# torch_geometric.nn.conv.SuperGATConv

class SuperGATConv(in_channels: int, out_channels: int, heads: int = 1, concat: bool = True, negative_slope: float = 0.2, dropout: float = 0.0, add_self_loops: bool = True, bias: bool = True, attention_type: str = 'MX', neg_sample_ratio: float = 0.5, edge_sample_ratio: float = 1.0, is_undirected: bool = False, **kwargs)[source]

Bases: MessagePassing

The self-supervised graph attentional operator from the “How to Find Your Friendly Neighborhood: Graph Attention Design with Self-Supervision” paper.

$\mathbf{x}^{\prime}_i = \alpha_{i,i}\mathbf{\Theta}\mathbf{x}_{i} + \sum_{j \in \mathcal{N}(i)} \alpha_{i,j}\mathbf{\Theta}\mathbf{x}_{j},$

where the two types of attention $$\alpha_{i,j}^{\mathrm{MX\ or\ SD}}$$ are computed as:

\begin{align}\begin{aligned}\alpha_{i,j}^{\mathrm{MX\ or\ SD}} &= \frac{ \exp\left(\mathrm{LeakyReLU}\left( e_{i,j}^{\mathrm{MX\ or\ SD}} \right)\right)} {\sum_{k \in \mathcal{N}(i) \cup \{ i \}} \exp\left(\mathrm{LeakyReLU}\left( e_{i,k}^{\mathrm{MX\ or\ SD}} \right)\right)}\\e_{i,j}^{\mathrm{MX}} &= \mathbf{a}^{\top} [\mathbf{\Theta}\mathbf{x}_i \, \Vert \, \mathbf{\Theta}\mathbf{x}_j] \cdot \sigma \left( \left( \mathbf{\Theta}\mathbf{x}_i \right)^{\top} \mathbf{\Theta}\mathbf{x}_j \right)\\e_{i,j}^{\mathrm{SD}} &= \frac{ \left( \mathbf{\Theta}\mathbf{x}_i \right)^{\top} \mathbf{\Theta}\mathbf{x}_j }{ \sqrt{d} }\end{aligned}\end{align}

The self-supervised task is a link prediction using the attention values as input to predict the likelihood $$\phi_{i,j}^{\mathrm{MX\ or\ SD}}$$ that an edge exists between nodes:

\begin{align}\begin{aligned}\phi_{i,j}^{\mathrm{MX}} &= \sigma \left( \left( \mathbf{\Theta}\mathbf{x}_i \right)^{\top} \mathbf{\Theta}\mathbf{x}_j \right)\\\phi_{i,j}^{\mathrm{SD}} &= \sigma \left( \frac{ \left( \mathbf{\Theta}\mathbf{x}_i \right)^{\top} \mathbf{\Theta}\mathbf{x}_j }{ \sqrt{d} } \right)\end{aligned}\end{align}

Note

For an example of using SuperGAT, see examples/super_gat.py.

Parameters:
• in_channels (int) – Size of each input sample, or -1 to derive the size from the first input(s) to the forward method.

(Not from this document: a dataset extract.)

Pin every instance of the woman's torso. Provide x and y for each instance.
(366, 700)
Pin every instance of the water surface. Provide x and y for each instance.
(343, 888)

• out_channels (int) – Size of each output sample.

• heads (int, optional) – Number of multi-head-attentions. (default: 1)

• concat (bool, optional) – If set to False, the multi-head attentions are averaged instead of concatenated. (default: True)

• negative_slope (float, optional) – LeakyReLU angle of the negative slope. (default: 0.2)

• dropout (float, optional) – Dropout probability of the normalized attention coefficients which exposes each node to a stochastically sampled neighborhood during training. (default: 0)

• add_self_loops (bool, optional) – If set to False, will not add self-loops to the input graph. (default: True)

• bias (bool, optional) – If set to False, the layer will not learn an additive bias. (default: True)

• attention_type (str, optional) – Type of attention to use ('MX', 'SD'). (default: 'MX')

• neg_sample_ratio (float, optional) – The ratio of the number of sampled negative edges to the number of positive edges. (default: 0.5)

• edge_sample_ratio (float, optional) – The ratio of samples to use for training among the number of training edges. (default: 1.0)

• is_undirected (bool, optional) – Whether the input graph is undirected. If not given, will be automatically computed with the input graph when negative sampling is performed. (default: False)

• **kwargs (optional) – Additional arguments of torch_geometric.nn.conv.MessagePassing.

Shapes:
• input: node features $$(|\mathcal{V}|, F_{in})$$, edge indices $$(2, |\mathcal{E}|)$$, negative edge indices $$(2, |\mathcal{E}^{(-)}|)$$ (optional)

• output: node features $$(|\mathcal{V}|, H * F_{out})$$

forward(x: Tensor, edge_index: Union[Tensor, SparseTensor], neg_edge_index: = None, batch: = None) [source]

Runs the forward pass of the module.

Parameters:
• x (torch.Tensor) – The input node features.

• edge_index (torch.Tensor or SparseTensor) – The edge indices.

• neg_edge_index (torch.Tensor, optional) – The negative edges to train against. If not given, uses negative sampling to calculate negative edges. (default: None)

• batch (torch.Tensor, optional) – The batch vector $$\mathbf{b} \in {\{ 0, \ldots, B-1\}}^N$$, which assigns each element to a specific example. Used when sampling negatives on-the-fly in mini-batch scenarios. (default: None)

reset_parameters()[source]

Resets all learnable parameters of the module.

get_attention_loss() [source]

Computes the self-supervised graph attention loss.